2.  Calculate the average number of comments ask posts receive by hour created.


In [8]:
# Importing the datetime module calling it dt
import datetime as dt

In [18]:
# Creating an empty list then iterating over ask_posts to append the
# created_at column and number of comments from the dataset.

result_list = []

for row in ask_posts:
    created_at = row[6]
    comments = int(row[4])
    result_list.append([created_at, comments])
result_list[:10]

[['9/26/2016 2:53', 7],
 ['9/26/2016 1:17', 3],
 ['9/25/2016 22:57', 0],
 ['9/25/2016 22:48', 3],
 ['9/25/2016 21:50', 2],
 ['9/25/2016 19:30', 1],
 ['9/25/2016 19:22', 22],
 ['9/25/2016 17:55', 3],
 ['9/25/2016 15:48', 0],
 ['9/25/2016 15:35', 13]]

In [10]:
# Here we are parsing the date info from column 0 of result_list and getting the hour info from each as well.
# Then we are counting how many ask posts are created in each our and how many comments there were.

counts_by_hour = {}
comments_by_hour = {}

for row in result_list:
    post_created = row[0]
    comments_count = row[1]
    date_created = dt.datetime.strptime(post_created, "%m/%d/%Y %H:%M")
    hour_created = date_created.hour
    if hour_created in counts_by_hour:
        counts_by_hour[hour_created] += 1
        comments_by_hour[hour_created] += comments_count
    else:
        counts_by_hour[hour_created] = 1
        comments_by_hour[hour_created] = comments_count

print("Number of posts created during each hour of the day:", counts_by_hour)
print("Number of comments ask posts created at each of received:", comments_by_hour)

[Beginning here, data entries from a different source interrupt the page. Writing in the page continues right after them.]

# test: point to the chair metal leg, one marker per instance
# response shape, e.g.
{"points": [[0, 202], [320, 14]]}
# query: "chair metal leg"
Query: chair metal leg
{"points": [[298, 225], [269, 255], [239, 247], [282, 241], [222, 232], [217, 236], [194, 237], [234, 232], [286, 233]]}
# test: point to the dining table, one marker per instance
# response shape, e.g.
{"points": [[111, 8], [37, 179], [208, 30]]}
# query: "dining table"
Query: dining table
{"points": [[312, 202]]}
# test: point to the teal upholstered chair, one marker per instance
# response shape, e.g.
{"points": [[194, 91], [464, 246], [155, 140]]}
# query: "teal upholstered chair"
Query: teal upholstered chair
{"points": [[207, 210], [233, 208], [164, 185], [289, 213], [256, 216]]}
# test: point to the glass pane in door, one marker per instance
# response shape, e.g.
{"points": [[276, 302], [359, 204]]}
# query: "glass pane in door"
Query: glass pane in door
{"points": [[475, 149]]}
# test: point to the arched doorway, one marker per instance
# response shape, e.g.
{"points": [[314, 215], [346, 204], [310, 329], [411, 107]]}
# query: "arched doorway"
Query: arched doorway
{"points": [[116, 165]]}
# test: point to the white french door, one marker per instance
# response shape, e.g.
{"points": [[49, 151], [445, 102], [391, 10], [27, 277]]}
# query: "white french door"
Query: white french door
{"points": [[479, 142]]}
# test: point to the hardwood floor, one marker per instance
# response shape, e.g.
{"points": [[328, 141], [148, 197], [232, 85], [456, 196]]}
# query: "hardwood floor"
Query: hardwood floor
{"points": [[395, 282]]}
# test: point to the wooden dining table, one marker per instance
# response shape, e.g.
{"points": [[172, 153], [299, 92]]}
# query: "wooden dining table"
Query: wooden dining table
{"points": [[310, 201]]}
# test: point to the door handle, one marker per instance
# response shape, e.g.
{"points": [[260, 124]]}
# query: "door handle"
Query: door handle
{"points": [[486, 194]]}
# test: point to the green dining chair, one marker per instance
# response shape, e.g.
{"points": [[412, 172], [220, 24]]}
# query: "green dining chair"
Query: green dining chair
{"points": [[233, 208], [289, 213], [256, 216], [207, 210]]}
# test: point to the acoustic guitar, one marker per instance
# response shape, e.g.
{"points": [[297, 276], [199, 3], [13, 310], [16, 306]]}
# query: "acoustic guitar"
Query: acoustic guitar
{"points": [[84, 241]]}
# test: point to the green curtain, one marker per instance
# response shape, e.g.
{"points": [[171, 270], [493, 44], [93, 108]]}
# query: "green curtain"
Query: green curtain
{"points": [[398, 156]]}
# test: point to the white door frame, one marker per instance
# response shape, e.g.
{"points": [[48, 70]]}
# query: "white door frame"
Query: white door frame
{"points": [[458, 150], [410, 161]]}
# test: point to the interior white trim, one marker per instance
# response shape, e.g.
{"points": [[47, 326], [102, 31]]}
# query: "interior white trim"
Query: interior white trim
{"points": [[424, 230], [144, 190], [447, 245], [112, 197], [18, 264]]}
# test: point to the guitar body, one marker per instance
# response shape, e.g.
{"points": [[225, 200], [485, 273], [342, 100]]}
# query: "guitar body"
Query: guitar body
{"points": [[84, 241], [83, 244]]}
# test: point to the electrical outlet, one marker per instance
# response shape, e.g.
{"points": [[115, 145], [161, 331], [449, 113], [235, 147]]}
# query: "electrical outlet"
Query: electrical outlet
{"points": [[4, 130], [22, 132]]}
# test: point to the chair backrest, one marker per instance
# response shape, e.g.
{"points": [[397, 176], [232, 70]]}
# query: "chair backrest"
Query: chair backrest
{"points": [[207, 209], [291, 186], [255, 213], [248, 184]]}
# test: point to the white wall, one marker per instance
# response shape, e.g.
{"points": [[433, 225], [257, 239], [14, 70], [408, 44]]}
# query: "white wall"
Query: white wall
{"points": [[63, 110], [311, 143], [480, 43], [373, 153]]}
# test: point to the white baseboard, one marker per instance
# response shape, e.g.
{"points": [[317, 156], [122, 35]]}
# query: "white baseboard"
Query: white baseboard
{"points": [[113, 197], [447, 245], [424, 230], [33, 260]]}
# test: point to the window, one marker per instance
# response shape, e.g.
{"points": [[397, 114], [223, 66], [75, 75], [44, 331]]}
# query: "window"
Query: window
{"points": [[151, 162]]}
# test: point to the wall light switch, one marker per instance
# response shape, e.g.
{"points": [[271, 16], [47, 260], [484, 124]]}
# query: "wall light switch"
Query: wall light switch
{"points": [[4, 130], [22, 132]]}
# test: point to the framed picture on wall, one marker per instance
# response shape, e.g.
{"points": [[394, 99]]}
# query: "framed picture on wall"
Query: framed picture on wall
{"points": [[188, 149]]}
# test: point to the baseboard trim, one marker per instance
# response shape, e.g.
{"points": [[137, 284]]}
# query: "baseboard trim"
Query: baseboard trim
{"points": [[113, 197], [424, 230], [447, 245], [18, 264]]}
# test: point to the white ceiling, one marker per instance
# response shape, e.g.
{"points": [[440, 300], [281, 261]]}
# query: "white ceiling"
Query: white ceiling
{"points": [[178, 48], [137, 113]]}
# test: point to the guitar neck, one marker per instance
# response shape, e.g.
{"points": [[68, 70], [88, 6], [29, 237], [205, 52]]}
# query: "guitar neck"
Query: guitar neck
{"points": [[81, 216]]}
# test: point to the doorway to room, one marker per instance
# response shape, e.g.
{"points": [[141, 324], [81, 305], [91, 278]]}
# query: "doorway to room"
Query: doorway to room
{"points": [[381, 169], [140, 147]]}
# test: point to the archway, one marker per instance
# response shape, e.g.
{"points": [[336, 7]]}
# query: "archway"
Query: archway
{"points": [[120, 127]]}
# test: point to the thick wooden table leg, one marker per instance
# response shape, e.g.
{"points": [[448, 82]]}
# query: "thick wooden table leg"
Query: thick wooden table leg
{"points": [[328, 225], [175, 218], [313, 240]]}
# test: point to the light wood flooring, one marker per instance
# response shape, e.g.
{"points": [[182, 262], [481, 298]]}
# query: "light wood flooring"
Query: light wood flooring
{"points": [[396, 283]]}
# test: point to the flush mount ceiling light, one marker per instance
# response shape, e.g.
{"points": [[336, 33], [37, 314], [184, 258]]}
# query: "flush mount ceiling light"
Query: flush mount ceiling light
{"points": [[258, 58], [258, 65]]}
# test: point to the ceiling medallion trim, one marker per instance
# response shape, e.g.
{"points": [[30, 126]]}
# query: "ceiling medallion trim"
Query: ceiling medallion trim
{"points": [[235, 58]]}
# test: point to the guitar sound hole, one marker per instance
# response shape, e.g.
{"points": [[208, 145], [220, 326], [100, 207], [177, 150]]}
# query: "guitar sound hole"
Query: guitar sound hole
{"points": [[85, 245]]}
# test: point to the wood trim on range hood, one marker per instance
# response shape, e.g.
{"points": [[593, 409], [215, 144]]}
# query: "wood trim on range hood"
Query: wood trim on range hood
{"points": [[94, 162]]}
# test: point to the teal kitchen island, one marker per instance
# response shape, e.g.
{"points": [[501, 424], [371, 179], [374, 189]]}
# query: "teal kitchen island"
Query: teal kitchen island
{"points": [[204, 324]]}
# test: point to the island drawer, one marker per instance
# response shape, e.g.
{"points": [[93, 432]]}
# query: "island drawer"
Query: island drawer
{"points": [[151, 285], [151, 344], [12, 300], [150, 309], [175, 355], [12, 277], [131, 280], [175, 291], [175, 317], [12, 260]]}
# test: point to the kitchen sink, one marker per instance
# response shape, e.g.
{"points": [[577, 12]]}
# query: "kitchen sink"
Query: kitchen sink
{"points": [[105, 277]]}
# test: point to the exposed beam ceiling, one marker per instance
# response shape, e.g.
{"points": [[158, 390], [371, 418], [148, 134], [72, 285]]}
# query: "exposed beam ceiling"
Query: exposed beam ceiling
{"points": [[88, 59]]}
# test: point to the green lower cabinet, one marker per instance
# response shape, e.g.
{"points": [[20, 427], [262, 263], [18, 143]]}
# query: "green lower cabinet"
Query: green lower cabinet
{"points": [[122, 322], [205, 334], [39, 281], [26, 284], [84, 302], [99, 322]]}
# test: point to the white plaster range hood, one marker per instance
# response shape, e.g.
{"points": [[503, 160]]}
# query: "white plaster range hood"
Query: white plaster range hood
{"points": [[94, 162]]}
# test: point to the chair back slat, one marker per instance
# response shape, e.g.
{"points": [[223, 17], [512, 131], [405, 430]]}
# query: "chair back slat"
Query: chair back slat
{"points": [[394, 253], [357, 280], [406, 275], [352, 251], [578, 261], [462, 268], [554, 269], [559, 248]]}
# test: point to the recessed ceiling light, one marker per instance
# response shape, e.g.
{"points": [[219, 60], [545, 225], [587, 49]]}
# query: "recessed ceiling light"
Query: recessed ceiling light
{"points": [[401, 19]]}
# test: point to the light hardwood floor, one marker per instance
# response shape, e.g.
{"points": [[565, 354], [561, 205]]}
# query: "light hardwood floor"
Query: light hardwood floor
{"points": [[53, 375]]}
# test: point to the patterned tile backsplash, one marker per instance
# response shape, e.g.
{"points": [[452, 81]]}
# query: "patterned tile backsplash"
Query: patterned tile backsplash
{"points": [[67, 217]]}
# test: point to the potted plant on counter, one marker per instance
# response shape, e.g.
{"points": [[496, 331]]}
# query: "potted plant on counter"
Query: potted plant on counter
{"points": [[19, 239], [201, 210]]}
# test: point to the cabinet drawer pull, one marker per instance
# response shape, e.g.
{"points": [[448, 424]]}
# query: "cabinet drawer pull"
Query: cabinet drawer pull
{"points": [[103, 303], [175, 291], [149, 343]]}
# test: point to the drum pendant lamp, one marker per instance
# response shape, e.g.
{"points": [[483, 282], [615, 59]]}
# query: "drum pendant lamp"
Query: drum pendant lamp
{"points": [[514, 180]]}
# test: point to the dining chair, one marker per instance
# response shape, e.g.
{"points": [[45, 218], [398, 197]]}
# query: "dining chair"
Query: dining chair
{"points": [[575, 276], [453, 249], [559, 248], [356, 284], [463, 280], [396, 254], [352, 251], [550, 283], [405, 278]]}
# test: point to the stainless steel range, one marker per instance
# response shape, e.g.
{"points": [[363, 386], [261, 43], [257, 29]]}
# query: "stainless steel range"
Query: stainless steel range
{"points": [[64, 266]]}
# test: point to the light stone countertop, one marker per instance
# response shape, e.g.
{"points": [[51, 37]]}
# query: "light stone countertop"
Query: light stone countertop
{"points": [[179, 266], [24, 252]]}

Number of posts created during each hour of the day: {2: 269, 1: 282, 22: 383, 21: 518, 19: 552, 17: 587, 15: 646, 14: 513, 13: 444, 11: 312, 10: 282, 9: 222, 7: 226, 3: 271, 23: 343, 20: 510, 16: 579, 8: 257, 0: 301, 18: 614, 12: 342, 4: 243, 6: 234, 5: 209}
Number of comments ask posts created at each of received: {2: 2996, 1: 2089, 22: 3372, 21: 4500, 19: 3954, 17: 5547, 15: 18525, 14: 4972, 13: 7245, 11: 2797, 10: 3013, 9: 1477, 7: 1585, 3: 2154, 23: 2297, 20: 4462, 16: 4466, 8: 2362, 0: 2277, 18: 4877, 12: 4234, 4: 2360, 6: 1587, 5: 1838}


In [19]:
# Calculating the average number of comments "Ask HN" posts receive by hour created.

avg_by_hour = []

for hour in counts_by_hour:
    avg_by_hour.append([hour, comments_by_hour[hour] / counts_by_hour[hour]])
avg_by_hour[:10]

[[2, 11.137546468401487],
 [1, 7.407801418439717],
 [22, 8.804177545691905],
 [21, 8.687258687258687],
 [19, 7.163043478260869],
 [17, 9.449744463373083],
 [15, 28.676470588235293],
 [14, 9.692007797270955],
 [13, 16.31756756756757],
 [11, 8.96474358974359]]

In [None]:
# We want to swap the elements in avg_by_hour so the average comments are the first column
# and the hour created is the second column.

swap_avg_by_hour = []

for row in avg_by_hour:
    hour = row[0]
    comments = row[1]
    swap_avg_by_hour.append([row[1], row[0]])

# Here we are sorting the swapped list so list shows the average number of comments starting
# from the most and descending to the least, and then printing the top 5.

sorted_swap = sorted(swap_avg_by_hour, reverse = True)
print("Top 5 Hours for 'Ask HN' Posts Comments:")
sorted_swap[:5]

In [None]:
# Here we are printing the hour and average in a particular format to make it
# easier to read.

string = "Top 5 Hours for Ask Posts Comments"
print(string)
print("-----------------------------------")
time_format = "%H"

for row in sorted_swap[:5]:
    date = dt.datetime.strptime(str(row[1]),'%H')
    time = date.strftime('%H:%M')
    template = "{}: {:.2f} average comments per post"
    print(template.format(time,row[0]))

There are times to post during the day that will give you a higher chance of receiving comments.  15:00 (3 pm) is by far the best time to post something in the hopes of getting more comments.  3 pm can give you more than double the comments compared to most other times in the top 5 hours of the day.